From there, consider how intrusion prevention systems and breach detection solutions can protect your IT environment. In a BYOD world, MAC filtering and other methods can further lock down your perimeter.

4. Implement a recovery solution that works in minutes, not hours or days.

Relying on IT staff to manually recover systems will typically prolong downtime and hurt a business. Instead, find a data protection solution that enables quick recovery using point-in-time snapshots of your entire systems, including the operating system, data and application state.

5. Understand how point-in-time snapshots are critical to resuming operations.

Snapshots let you go back to precisely how systems and data existed at a specific point in time in the past. While handy for use cases like archival and restoring corrupted files or emails, point-in-time snapshots allow for the rapid resumption of operations after a ransomware attack. Instead of being held hostage until the ransom is paid, you can go back to a point in time before the attack and resume normal operations. This has the added benefit of discouraging the bad actors who want to profit from their evil deed.

6. Leverage virtualization to save time, effort and expense.

The value of virtualization for production workloads is well understood. However, physical servers and infrastructure remain present in many IT environments. To increase resilience and reduce downtime, virtualization can be extended to protect a business from physical system outages. Look for a data protection solution that supports failing over a physical server to a VM locally or in the cloud. This obviates the need for redundant physical hardware when responding to a server failure.

7. Harness the power of the cloud.

Disaster Recovery as a Service (DRaaS) offers a cost-effective, highly resilient means of failing over part or all of a data center without the need for duplicate hardware. This is achieved by utilizing the scalable on-demand nature of the cloud to achieve levels of IT resilience previously available only to the largest enterprises.

8. Evaluate which protection solution is right for your business.

Cost is not the only consideration when evaluating data protection solutions. Also consider how seamless the solution needs to be from an IT administrative and recoverability perspective. From there, you can decide whether a single-vendor solution or aggregating solutions from multiple suppliers is appropriate.

Another fundamental consideration is whether to replicate data and systems to secondary hardware, or shift to the on-demand computing advantage and operating costs of the cloud. Finally, try to eliminate reliance on manual steps during protection and recovery operations. Otherwise, you risk not achieving your recovery objectives.

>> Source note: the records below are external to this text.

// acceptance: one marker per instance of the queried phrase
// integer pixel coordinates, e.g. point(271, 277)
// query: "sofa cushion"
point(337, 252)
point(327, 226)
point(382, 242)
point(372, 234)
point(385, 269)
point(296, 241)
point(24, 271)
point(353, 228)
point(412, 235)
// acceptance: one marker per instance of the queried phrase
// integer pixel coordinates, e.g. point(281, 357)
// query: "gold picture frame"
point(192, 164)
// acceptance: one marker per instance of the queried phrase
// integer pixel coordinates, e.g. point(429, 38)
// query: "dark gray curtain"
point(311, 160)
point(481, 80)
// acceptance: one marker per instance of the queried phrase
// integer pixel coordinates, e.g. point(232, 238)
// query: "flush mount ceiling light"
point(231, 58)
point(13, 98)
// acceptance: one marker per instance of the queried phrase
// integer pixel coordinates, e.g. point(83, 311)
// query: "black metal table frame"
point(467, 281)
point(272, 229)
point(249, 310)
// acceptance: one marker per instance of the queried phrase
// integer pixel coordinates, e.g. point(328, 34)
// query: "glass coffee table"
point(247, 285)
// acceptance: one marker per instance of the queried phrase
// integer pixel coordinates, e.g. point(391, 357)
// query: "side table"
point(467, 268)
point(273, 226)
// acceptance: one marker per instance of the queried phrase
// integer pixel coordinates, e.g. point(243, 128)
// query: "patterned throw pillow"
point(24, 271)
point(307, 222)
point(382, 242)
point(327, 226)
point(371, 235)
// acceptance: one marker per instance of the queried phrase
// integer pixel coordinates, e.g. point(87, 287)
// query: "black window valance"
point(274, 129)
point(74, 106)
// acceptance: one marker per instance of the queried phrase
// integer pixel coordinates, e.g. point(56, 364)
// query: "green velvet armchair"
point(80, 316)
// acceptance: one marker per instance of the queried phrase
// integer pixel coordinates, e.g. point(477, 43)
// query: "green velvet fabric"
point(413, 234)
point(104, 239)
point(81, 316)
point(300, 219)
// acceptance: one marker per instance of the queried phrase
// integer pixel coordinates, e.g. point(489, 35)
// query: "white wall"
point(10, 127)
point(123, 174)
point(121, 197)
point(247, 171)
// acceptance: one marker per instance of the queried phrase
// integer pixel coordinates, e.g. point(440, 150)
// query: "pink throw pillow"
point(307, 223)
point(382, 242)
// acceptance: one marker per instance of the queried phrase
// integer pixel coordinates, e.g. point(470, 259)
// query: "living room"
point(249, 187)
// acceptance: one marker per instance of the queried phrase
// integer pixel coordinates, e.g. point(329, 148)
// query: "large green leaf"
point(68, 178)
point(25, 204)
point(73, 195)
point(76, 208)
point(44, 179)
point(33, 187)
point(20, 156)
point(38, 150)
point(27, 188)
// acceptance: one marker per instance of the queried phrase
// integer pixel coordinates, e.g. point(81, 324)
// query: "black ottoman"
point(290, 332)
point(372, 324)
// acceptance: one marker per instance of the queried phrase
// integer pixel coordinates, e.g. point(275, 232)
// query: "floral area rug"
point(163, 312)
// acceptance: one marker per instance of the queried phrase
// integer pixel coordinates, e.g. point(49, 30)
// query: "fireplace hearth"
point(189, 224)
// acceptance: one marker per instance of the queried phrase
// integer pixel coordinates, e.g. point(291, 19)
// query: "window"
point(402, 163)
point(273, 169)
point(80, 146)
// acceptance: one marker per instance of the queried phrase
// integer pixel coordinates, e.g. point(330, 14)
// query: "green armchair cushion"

9. Document recovery procedures ahead of time.

A prepared IT organization has a clearly documented protection and recovery plan with detailed, current and frequently practiced procedures. This enables swift and direct action, and less interruption to the business. Figuring out disaster recovery protocols mid-crisis is another disaster waiting to happen.

10. Test the solution often and look for gaps.

Recovery protocols should be run regularly to verify adequate breadth and depth of coverage, and to uncover any gaps or technical issues. Changes in primary infrastructure will likely impact your solution, so ensure readiness through frequent testing.